Transportes públicos em Lisboa são "absurdamente caros"

Presidente da Câmara de Lisboa frisou ontem que capital está a viver bom momento devido ao turismo, aos serviços e ao empreendedorismo. Mas alertou para o maior risco de exclusão social

Um sistema de transportes públicos "ilegível, atrasadíssimo do ponto de vista do seu desenvolvimento" e com passes "absurdamente caros". O presidente da Câmara Municipal de Lisboa (CML) não poupou ontem nas palavras ao descrever o panorama daquela que será uma peça "vital" para que, na capital, a "ditadura do automóvel" dê lugar ao usufruto do espaço público por quem a habita ou visita.

Fernando Medina (PS) falava num almoço-debate do International Club of Portugal, para o qual foi convidado para falar da estratégia de desenvolvimento de uma cidade que, sublinhou, vive um momento muito bom devido a uma conjugação de três áreas dinâmicas: o turismo, os serviços e o empreendedorismo. O autarca alertou, porém, que este modelo "traz consigo um processo de exclusão" de pessoas sem qualificações profissionais, sendo, por isso, essencial promover a "coesão social" e assegurar que existem oportunidades para todos.

"Os transportes públicos são uma área em que nós falhámos como comunidade", defendeu Fernando Medina, que reiterou a sua oposição à subconcessão do Metropolitano de Lisboa (ML) e da Carris, decidida pelo Governo anterior e cujo processo foi travado, em dezembro, pelo atual Executivo, liderado por António Costa (PS), presidente da CML entre agosto de 2007 e abril de 2015.

O autarca elogiou, ainda assim, o Governo de Passos Coelho (PSD), por ter sido "o único" que deixou legislação que, "não sendo perfeita", "fez um processo de descentralização de competências", ao nível do transporte público, para as áreas metropolitanas de Lisboa e Porto.

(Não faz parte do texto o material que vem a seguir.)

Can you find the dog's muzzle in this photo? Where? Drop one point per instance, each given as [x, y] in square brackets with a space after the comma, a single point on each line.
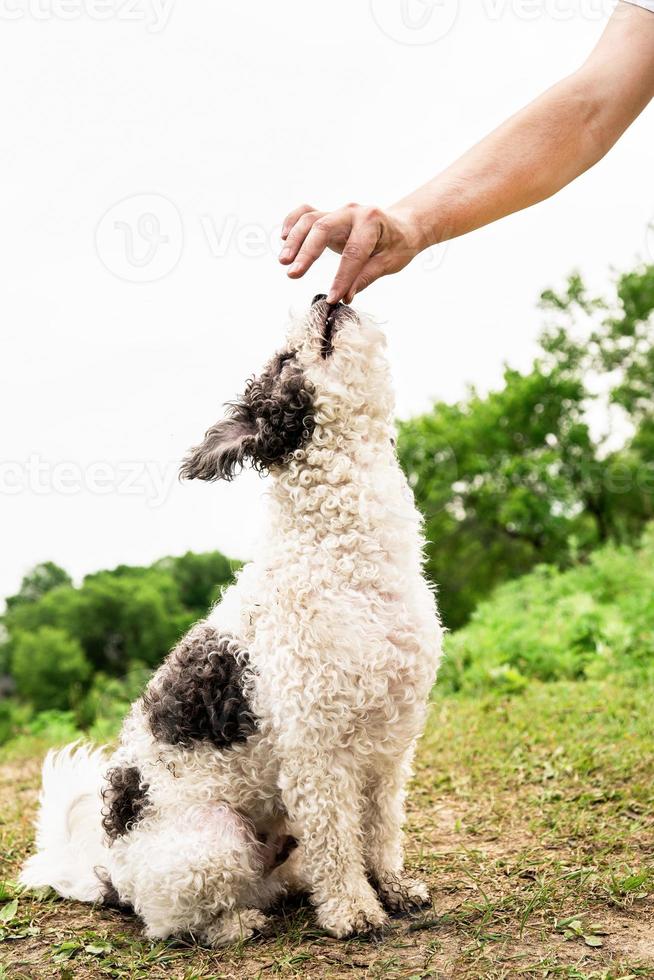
[329, 314]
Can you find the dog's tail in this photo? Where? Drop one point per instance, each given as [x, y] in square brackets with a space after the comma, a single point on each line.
[69, 834]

Neste momento, a autarquia está em conversações com a administração central para uma eventual municipalização da Carris e do ML, transportadoras que, em quatro anos, perderam "cem milhões de passageiros". As negociações, garantiu na segunda-feira, em declarações aos jornalistas, Fernando Medina, "estão a correr bem".

No debate-almoço de ontem, o presidente do município enumerou ainda algumas dos projetos que, no seu entender, são exemplificativos de uma política de substituição da "ditadura do automóvel" pela utilização do espaço público por lisboetas e visitantes. Entre eles, estão a intervenção, a iniciar em breve, no eixo Avenida da República-Praça Duque de Saldanha-Picoas-Avenida Fontes Pereira de Melo, a requalificação em curso do Cais do Sodré e do Campo das Cebolas e o programa "Uma Praça em Cada Bairro", que visa criar novas centralidades um pouco por toda a cidade. O autarca invocou ainda a controvérsia, ao longo do último mês, em torno do projeto de remodelação da 2.ª Circular para demonstrar como a tentativa de implementação desta nova forma de viver a cidade "não é uma tarefa fácil, pacífica, unânime".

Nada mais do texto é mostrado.